Adding to what Philipp mentioned - using a Newton solver after a Picard iteration with lower damping coefficient and more grid points worked for me (feos v0.5.1). If speed is a concern, you might be able to find an optimum of smaller grid size and smaller damping coefficient.

from feos.si import *
from feos.dft import *
from feos.pcsaft import *

MW_PEG = 3e2

identifier = Identifier(name='PEG')
psr = PcSaftRecord(m=0.0289*MW_PEG, sigma= 3.5497, epsilon_k=241.48, kappa_ab=0.001, 
                    epsilon_k_ab=1425.12, na=1, nb=1, mu = 0)
PEG = PureRecord(identifier, molarweight=MW_PEG, model_record=psr)
parameters = PcSaftParameters.new_pure(PEG)

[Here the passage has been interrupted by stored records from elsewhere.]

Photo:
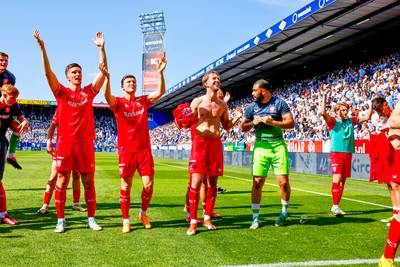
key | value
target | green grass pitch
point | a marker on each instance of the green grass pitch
(359, 235)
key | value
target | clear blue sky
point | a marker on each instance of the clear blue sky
(198, 32)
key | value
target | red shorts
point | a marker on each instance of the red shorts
(395, 167)
(341, 163)
(381, 153)
(75, 156)
(206, 156)
(142, 161)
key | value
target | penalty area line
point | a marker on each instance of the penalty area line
(294, 188)
(313, 263)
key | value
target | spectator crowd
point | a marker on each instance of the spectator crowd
(356, 85)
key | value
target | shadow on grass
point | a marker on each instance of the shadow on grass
(248, 192)
(27, 189)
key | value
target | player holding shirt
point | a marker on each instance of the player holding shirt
(206, 157)
(341, 131)
(6, 77)
(393, 240)
(8, 110)
(268, 115)
(134, 149)
(75, 148)
(380, 154)
(51, 183)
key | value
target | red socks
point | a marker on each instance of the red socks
(194, 196)
(125, 203)
(47, 198)
(3, 202)
(210, 200)
(393, 240)
(90, 198)
(146, 198)
(335, 193)
(60, 197)
(76, 193)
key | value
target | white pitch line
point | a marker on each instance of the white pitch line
(313, 263)
(296, 189)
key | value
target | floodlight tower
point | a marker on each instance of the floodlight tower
(153, 29)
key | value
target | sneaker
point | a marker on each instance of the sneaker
(126, 227)
(388, 220)
(78, 207)
(215, 215)
(9, 220)
(208, 224)
(383, 262)
(255, 224)
(93, 225)
(60, 227)
(221, 190)
(282, 219)
(42, 211)
(337, 212)
(192, 229)
(145, 220)
(14, 163)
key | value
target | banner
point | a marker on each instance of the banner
(238, 146)
(151, 81)
(153, 50)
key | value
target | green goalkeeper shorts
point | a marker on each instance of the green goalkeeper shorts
(270, 153)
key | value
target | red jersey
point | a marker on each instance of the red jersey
(55, 118)
(133, 129)
(75, 114)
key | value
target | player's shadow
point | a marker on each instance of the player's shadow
(248, 192)
(26, 189)
(320, 219)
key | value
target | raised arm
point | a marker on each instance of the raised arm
(99, 80)
(107, 90)
(368, 115)
(324, 114)
(50, 134)
(51, 77)
(153, 97)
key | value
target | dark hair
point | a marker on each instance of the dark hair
(126, 76)
(377, 102)
(207, 75)
(262, 84)
(70, 66)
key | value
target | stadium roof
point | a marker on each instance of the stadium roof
(320, 28)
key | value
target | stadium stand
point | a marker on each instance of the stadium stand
(354, 85)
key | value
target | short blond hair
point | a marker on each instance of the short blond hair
(10, 89)
(207, 75)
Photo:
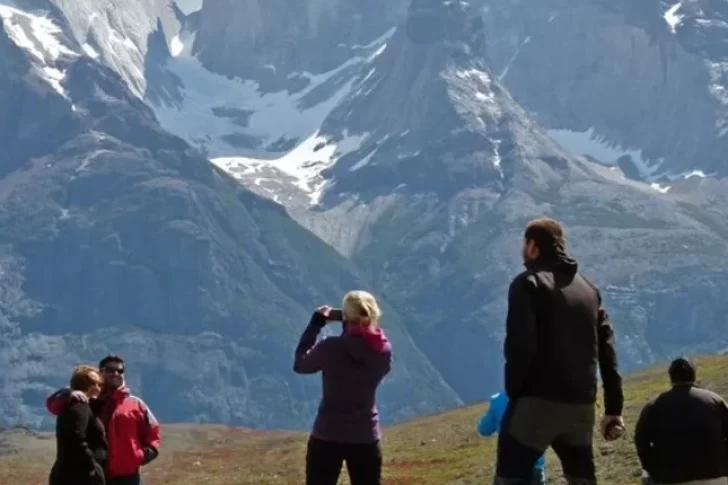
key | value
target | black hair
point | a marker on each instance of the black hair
(109, 359)
(682, 371)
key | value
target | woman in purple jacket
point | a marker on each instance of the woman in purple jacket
(352, 366)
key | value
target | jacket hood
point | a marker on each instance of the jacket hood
(557, 261)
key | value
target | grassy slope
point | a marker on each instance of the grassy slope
(435, 450)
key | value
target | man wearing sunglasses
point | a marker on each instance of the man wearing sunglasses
(132, 431)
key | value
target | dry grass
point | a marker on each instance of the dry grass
(434, 450)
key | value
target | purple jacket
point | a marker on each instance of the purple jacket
(352, 366)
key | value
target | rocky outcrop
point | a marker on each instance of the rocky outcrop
(118, 237)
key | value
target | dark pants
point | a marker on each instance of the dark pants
(324, 460)
(531, 425)
(128, 480)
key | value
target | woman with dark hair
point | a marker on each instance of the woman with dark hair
(352, 366)
(81, 446)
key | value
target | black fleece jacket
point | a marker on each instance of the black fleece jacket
(683, 436)
(557, 335)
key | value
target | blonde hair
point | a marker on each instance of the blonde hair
(361, 308)
(84, 377)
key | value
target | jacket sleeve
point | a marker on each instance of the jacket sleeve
(608, 365)
(724, 412)
(520, 340)
(150, 434)
(56, 402)
(74, 423)
(643, 438)
(310, 357)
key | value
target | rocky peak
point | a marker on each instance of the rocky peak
(268, 40)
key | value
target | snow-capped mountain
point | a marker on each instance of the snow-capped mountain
(415, 138)
(621, 80)
(117, 236)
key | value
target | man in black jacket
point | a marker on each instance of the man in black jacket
(557, 335)
(682, 435)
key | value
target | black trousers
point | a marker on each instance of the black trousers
(325, 458)
(530, 426)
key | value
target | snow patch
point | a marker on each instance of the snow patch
(176, 46)
(120, 31)
(189, 6)
(587, 143)
(39, 37)
(660, 188)
(303, 165)
(216, 112)
(363, 162)
(672, 18)
(90, 51)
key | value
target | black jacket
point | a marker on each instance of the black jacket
(81, 447)
(683, 436)
(557, 335)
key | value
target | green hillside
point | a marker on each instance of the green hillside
(434, 450)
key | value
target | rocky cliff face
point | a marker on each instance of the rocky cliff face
(119, 237)
(439, 191)
(640, 80)
(270, 40)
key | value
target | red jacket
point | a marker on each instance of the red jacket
(132, 431)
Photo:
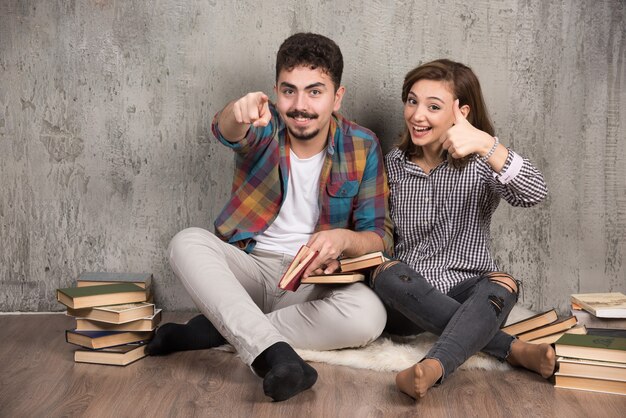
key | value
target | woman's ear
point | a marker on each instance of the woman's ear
(465, 110)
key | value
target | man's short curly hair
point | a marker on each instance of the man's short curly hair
(311, 50)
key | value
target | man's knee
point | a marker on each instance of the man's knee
(366, 315)
(183, 241)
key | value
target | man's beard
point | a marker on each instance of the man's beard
(303, 136)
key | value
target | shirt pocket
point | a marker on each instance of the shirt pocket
(343, 189)
(341, 195)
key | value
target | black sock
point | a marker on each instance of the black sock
(197, 334)
(284, 373)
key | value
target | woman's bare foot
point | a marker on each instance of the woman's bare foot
(417, 379)
(540, 358)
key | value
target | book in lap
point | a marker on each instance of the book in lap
(602, 305)
(121, 355)
(363, 262)
(334, 278)
(108, 294)
(292, 276)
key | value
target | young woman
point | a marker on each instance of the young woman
(446, 179)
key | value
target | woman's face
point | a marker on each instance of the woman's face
(429, 113)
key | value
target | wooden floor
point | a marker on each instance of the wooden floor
(38, 378)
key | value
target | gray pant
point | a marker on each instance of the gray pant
(239, 294)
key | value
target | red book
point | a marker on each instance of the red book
(293, 274)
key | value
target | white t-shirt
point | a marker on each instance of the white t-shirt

functional = HelmholtzEnergyFunctional.pcsaft(parameters)
cp = State.critical_point(functional)
vle = PhaseEquilibrium.pure(functional, 298.15*KELVIN)
interface = PlanarInterface.from_tanh(
    vle=vle, 
    n_grid=2048, 
    l_grid=300*ANGSTROM, 
    critical_temperature=cp.temperature)
initial_density = interface.density
solver = DFTSolver().picard_iteration(damping_coefficient=0.01).newton()
surface_tension = interface.solve(solver).surface_tension

Note that you can use a HelmholtzEnergyFunctional as equation of state, so there is no need to create an EquationOfState object to calculate the VLE.

Are there any workarounds for cases where the component (or one of the components in a mixture) is virtually absent in one of the phases?

For mixtures, you can use PhaseEquilibrium.tp_flash and specify the index of the non-volatile component in the system. In DFT, non-volatile components can currently not be specifically considered.

Thank you for the quick responses, @prehner and @g-bauer!
Speed is not a concern, but I was hoping for some alternative that could handle really high molecular weights (in the order of thousands) where the non-volatile component is virtually absent. Thank you again!